One overarching question is whether AI-related challenges (especially regarding safety, privacy and data protection, and ethics) call for new legal and regulatory frameworks, or whether existing ones can be adapted to address them. The US reports underline that ‘the approach to regulation of AI-enabled products[...] should be informed by assessment of the aspects of risk that the addition of AI may reduce, alongside the aspects of risks it may increase’. Adapting current regulation is seen as the most suitable approach for the time being. A similar conclusion is reached in the UK report, which notes that ‘it is too soon to set down sector-wide regulation’ for AI. Both US and UK documents note that, when considering regulatory approaches towards AI, attention should be paid to ensuring that such approaches do not hinder innovation and progress. Additionally, the UK report calls for the creation of a Commission on AI, tasked with identifying principles for the development and application of AI, providing advice to the government, and fostering public dialogue.

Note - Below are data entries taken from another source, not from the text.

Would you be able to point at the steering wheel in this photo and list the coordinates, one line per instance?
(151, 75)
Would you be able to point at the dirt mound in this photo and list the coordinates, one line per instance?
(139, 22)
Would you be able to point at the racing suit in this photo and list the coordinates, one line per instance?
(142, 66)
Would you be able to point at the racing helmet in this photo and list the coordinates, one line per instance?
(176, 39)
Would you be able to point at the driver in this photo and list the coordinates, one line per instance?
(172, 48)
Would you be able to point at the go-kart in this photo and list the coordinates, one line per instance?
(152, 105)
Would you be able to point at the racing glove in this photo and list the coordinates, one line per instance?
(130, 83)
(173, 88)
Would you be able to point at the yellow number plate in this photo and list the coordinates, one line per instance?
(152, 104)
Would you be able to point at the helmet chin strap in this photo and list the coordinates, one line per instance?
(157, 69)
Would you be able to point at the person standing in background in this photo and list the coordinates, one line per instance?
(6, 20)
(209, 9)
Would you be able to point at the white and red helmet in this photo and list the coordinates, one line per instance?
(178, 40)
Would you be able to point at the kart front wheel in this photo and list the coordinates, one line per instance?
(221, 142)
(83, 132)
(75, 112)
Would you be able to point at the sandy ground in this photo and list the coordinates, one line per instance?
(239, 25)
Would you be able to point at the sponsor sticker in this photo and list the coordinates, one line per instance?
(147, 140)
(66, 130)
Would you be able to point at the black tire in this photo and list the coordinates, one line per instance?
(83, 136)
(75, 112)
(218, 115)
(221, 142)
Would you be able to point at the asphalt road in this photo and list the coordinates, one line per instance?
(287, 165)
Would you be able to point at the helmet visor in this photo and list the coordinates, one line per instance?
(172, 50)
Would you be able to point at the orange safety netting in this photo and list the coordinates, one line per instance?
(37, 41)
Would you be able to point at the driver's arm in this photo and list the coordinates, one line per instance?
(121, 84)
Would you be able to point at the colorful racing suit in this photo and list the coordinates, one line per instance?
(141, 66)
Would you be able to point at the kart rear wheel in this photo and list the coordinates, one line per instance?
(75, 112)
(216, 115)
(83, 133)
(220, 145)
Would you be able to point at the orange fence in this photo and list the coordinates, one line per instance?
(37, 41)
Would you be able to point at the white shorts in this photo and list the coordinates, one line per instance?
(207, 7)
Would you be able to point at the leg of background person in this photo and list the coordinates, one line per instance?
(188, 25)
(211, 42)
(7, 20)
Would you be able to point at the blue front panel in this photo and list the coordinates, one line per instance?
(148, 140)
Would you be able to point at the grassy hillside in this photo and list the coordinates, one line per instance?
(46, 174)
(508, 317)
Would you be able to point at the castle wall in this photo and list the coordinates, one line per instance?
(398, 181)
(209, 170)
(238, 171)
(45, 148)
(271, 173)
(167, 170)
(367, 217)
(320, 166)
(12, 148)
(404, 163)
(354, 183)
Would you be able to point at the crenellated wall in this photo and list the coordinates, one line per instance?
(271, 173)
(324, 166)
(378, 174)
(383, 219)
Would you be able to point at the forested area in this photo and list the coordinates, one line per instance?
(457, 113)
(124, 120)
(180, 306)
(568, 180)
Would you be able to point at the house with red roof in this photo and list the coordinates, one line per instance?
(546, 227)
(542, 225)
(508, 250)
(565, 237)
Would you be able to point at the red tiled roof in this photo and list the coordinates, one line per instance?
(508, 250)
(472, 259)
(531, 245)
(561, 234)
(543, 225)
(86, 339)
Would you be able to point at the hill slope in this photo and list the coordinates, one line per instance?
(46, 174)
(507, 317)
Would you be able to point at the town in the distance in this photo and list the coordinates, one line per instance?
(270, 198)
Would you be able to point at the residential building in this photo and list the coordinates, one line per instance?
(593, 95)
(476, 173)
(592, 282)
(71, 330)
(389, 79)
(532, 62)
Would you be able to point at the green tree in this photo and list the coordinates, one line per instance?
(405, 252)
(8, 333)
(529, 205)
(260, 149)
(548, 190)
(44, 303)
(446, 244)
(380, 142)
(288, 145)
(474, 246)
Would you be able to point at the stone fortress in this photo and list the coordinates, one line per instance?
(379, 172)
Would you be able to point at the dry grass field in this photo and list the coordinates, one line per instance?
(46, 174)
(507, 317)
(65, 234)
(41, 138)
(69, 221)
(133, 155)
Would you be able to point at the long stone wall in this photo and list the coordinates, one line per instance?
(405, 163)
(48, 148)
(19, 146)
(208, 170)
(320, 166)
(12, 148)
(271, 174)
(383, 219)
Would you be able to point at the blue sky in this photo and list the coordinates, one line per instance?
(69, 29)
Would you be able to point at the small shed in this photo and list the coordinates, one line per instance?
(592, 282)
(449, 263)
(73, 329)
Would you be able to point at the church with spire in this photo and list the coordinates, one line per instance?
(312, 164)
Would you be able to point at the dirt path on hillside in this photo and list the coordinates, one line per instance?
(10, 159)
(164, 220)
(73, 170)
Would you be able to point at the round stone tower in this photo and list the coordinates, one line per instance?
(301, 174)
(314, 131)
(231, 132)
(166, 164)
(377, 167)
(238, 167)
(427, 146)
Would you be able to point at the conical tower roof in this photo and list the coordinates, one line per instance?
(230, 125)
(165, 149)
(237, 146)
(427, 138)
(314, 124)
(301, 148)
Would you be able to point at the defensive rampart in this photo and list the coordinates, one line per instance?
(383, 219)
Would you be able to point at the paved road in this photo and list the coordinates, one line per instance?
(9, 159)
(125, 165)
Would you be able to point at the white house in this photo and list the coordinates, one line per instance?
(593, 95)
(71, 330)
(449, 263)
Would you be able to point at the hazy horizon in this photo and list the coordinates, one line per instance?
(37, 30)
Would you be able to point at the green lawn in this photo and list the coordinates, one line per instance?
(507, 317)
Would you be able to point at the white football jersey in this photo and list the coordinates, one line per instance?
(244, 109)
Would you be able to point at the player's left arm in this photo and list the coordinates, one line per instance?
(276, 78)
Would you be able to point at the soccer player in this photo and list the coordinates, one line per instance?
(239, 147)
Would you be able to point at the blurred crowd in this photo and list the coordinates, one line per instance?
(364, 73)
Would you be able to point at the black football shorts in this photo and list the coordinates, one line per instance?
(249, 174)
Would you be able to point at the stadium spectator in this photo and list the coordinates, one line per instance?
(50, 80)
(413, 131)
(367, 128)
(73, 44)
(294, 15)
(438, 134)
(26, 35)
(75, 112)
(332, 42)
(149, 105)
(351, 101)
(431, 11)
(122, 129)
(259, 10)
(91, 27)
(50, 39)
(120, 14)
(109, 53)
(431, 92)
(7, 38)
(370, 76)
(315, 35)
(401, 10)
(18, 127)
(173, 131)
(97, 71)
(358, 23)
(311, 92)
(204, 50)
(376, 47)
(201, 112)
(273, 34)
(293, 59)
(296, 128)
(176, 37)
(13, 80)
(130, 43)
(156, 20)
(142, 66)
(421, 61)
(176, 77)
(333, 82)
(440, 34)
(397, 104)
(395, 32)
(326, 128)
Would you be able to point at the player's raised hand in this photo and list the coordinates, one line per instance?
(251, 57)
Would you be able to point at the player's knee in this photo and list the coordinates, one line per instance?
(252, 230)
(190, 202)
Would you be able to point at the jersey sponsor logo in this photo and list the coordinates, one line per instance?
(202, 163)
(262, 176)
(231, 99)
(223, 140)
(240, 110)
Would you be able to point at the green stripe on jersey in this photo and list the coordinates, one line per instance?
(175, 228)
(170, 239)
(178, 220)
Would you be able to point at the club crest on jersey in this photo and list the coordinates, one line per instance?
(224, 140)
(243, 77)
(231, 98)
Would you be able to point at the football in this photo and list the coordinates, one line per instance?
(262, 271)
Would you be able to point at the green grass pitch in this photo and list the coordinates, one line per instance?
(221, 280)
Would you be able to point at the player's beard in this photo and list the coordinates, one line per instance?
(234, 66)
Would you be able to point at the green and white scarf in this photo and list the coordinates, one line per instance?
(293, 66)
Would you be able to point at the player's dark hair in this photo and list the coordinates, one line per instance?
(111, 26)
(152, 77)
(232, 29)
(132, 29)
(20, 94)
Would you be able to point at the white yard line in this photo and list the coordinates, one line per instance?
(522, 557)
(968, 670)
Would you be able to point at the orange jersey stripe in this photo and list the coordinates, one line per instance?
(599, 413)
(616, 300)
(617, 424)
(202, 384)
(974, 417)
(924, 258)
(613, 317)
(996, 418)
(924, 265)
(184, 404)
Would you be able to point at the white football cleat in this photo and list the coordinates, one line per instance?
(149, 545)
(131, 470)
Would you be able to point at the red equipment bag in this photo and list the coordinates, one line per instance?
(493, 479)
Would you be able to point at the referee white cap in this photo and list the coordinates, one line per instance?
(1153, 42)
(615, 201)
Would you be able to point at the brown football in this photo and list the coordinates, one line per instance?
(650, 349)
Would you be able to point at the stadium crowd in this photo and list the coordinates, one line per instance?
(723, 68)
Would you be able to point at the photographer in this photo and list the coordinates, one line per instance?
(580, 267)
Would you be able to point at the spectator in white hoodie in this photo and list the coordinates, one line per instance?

The EP draft report also acknowledges that existing legal regimes and doctrines can be applied to robotics, but notes that ‘the current legal framework would not be sufficient to cover the damage caused by the new generation of robots’. It therefore calls for an EU directive on civil law rules on robotics, as well as for a guiding ethical framework for the design, production, and use of robots. It further suggests the creation of a European Agency for robotics and AI, to provide technical, ethical, and regulatory expertise to support the EU and its member states.
Aspects related to accountability and liability in AI systems are also viewed as important legal issues to consider. As pointed in the UK report, the question is ‘if something goes wrong, who is responsible?’ (e.g in case of automated vehicles, is it the manufacturer, the software developer, the owner of the vehicle?). This question raises issues of civil, and even criminal liability, and there is a need to further discuss whether such issues should be tackled in courts, or whether new legislation is needed. The EP draft report even considers the question of how AI machines can be held responsible for acts or omissions, and it explores aspects related to the legal status of AI machines (i.e. robots): should they be regarded as natural persons, legal persons, animals or objects, or should a new category be created?
As the US reports note, the policy implications of AI have also attracted the attention of intergovernmental organisations such as the United Nations, G7, and the Organization for Economic Cooperation and Development. Governments seem to increasingly believe that AI would benefit from international cooperation in promoting research and development, and identifying suitable responses for related challenges. In the USA, a recommendation is made for the government to develop a strategy on international engagement related to AI, and to cooperate with other stakeholders in the development of AI standards. The EP draft report calls for international harmonisation of technical standards, mainly to avoid risks of market fragmentation, and to address consumer concerns unitary. It also encourages international cooperation in setting regulatory standards, under the auspices of the UN.